In the 1990s, Ruth Reichl was courted by, and eventually became the food critic for the New York Times — albeit reluctantly. On her first tentative trip to the food capital of the world from her home in Los Angeles, she is recognized by her seatmate. There is seemingly a bounty on the potential critic’s head from the NYC restaurateurs who live and die by the NYT’s star-system. Not to mention, the boisterous recognizer wants to see what Reichl is going to do with the crappy airplane food that is set in front of her.
Garlic and Sapphires: The Life of a Critic in Disguise is Reichl’s story of trying to maintain anonymity in a place where her life story is required reading for restaurant employees. They know all about her frizzy hair and perma-grin. With the help of a theatrical friend of her late mother, Reichl dons wigs and costumes in order to do her job without earning the extra attention that a food critic receives when made by the staff. With these looks come personalities: Molly, a cuckolded doctor’s wife, the cab-stoppingly sexy Chloe, the bitchy Emily, who makes one of her old friends extremely uncomfortable. She also dresses as her mother, and is oddly possessed by the woman — a transformation that stuns Reichl into turning to reader to acknowledge that this costume may require professional help.
Reichl meets wrath from the former food critic, organizes a dinner in Flushing, NY, for a hot shot, and spends a painful meal with a man who calls himself a food warrior, when he wins a dinner date through a charity auction.
Garlic and Sapphires, named for a line in a TS Eliot poem, is okay. Sometimes funny, sometimes boring. Sometimes as contrived and hokey as the end of an episode of Scooby Doo, when the bad guy is revealed. It’s a mix of stories and food and conflict and her own recipes. It’s just not meaty enough or something. More of an appetizer than an entree, pardon my cheesiness.

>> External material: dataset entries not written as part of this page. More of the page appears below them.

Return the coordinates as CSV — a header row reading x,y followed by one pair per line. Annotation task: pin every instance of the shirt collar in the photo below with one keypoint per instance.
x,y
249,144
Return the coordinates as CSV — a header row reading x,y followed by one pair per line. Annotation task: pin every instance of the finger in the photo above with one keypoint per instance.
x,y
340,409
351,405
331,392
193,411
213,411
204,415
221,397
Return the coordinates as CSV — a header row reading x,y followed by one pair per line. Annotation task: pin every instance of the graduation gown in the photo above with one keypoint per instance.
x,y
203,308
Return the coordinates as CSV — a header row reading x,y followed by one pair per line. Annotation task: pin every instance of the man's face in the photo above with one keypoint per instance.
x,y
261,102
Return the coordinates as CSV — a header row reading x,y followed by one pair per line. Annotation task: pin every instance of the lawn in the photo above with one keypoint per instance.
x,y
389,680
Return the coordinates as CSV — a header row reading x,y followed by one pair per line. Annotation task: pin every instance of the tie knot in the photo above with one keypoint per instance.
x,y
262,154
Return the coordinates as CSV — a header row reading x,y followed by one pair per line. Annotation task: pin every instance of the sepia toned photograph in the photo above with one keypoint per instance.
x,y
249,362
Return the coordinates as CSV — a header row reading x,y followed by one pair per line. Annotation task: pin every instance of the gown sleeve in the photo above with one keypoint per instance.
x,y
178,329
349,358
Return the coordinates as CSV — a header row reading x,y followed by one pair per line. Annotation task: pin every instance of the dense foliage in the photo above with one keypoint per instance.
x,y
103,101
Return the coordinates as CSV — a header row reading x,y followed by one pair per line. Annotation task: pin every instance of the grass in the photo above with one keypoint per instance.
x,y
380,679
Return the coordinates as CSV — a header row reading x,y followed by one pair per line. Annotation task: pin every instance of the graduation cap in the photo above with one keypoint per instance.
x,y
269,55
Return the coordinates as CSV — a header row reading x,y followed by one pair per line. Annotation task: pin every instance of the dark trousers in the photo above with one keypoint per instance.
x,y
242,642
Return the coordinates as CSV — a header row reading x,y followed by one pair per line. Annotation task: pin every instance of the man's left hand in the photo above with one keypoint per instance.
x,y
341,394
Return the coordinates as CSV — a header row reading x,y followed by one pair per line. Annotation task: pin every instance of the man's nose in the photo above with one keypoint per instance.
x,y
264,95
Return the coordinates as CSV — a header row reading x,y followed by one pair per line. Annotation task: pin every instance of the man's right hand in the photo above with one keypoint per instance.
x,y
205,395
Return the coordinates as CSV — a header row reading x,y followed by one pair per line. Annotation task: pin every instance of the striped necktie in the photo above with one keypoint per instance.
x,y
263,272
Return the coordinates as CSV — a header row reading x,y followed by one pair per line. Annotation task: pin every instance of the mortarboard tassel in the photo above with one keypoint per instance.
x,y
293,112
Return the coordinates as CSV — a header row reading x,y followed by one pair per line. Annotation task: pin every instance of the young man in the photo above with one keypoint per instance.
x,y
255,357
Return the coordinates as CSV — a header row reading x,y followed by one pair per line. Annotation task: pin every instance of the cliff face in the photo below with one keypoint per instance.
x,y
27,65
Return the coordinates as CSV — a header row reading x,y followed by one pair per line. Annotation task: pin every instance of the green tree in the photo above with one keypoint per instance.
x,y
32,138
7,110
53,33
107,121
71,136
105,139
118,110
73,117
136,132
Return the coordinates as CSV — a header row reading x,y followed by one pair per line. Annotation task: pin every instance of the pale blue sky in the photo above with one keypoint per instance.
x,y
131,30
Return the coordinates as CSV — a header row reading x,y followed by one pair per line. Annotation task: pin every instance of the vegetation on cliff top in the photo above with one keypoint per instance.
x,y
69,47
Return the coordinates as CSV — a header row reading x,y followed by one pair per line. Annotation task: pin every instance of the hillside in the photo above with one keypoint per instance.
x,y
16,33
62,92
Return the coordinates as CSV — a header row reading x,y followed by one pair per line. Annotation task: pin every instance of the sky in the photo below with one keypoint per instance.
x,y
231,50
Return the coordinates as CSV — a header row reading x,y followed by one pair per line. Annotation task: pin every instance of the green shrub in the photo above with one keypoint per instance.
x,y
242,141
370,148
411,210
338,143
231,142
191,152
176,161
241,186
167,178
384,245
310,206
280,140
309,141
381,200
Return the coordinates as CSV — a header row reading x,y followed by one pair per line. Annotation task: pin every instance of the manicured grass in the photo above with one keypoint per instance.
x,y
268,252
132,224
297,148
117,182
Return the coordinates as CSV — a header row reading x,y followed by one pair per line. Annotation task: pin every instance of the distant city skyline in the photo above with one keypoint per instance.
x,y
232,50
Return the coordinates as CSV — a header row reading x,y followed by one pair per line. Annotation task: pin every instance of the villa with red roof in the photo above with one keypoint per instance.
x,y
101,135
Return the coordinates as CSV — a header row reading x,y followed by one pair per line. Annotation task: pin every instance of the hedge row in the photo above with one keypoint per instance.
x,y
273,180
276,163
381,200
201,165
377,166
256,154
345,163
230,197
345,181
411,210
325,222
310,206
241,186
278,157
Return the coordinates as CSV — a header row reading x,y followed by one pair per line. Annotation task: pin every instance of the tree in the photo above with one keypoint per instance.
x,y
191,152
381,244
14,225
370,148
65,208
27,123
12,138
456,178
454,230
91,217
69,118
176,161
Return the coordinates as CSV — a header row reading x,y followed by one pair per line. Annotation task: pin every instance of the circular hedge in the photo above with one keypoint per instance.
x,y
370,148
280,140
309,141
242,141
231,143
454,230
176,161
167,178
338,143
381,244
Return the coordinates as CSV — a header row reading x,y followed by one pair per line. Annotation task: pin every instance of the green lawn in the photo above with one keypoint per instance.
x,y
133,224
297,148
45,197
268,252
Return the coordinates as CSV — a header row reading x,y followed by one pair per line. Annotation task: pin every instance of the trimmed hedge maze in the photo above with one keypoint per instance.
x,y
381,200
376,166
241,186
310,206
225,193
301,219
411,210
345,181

I wish Reichl hadn’t felt compelled to stick to the traditional story format. Of course every story needs a conflict, but this conflict isn’t as interesting as the wig-wearing, personality adopting, and amuse bouche bashing that comes before it.
Reichl also makes some assumptions about what the reader knows going into the book: Namely, the power of the restaurant star-rating and the heavy-handed Francophile who proceeded her as a critic. Otherwise, when Riechl is sashaying to Korean pockets of town and giving noodle based restaurants three stars, the relative audacity of what she is doing is lost.
(On the other hand, Reichl writing about Asian food is about the best possible relationship that can occur between raw fish, her computer, and your eyeballs. This is the richest writing in her book. And it is also her recipe for Thai Noodles that I will be trying first.)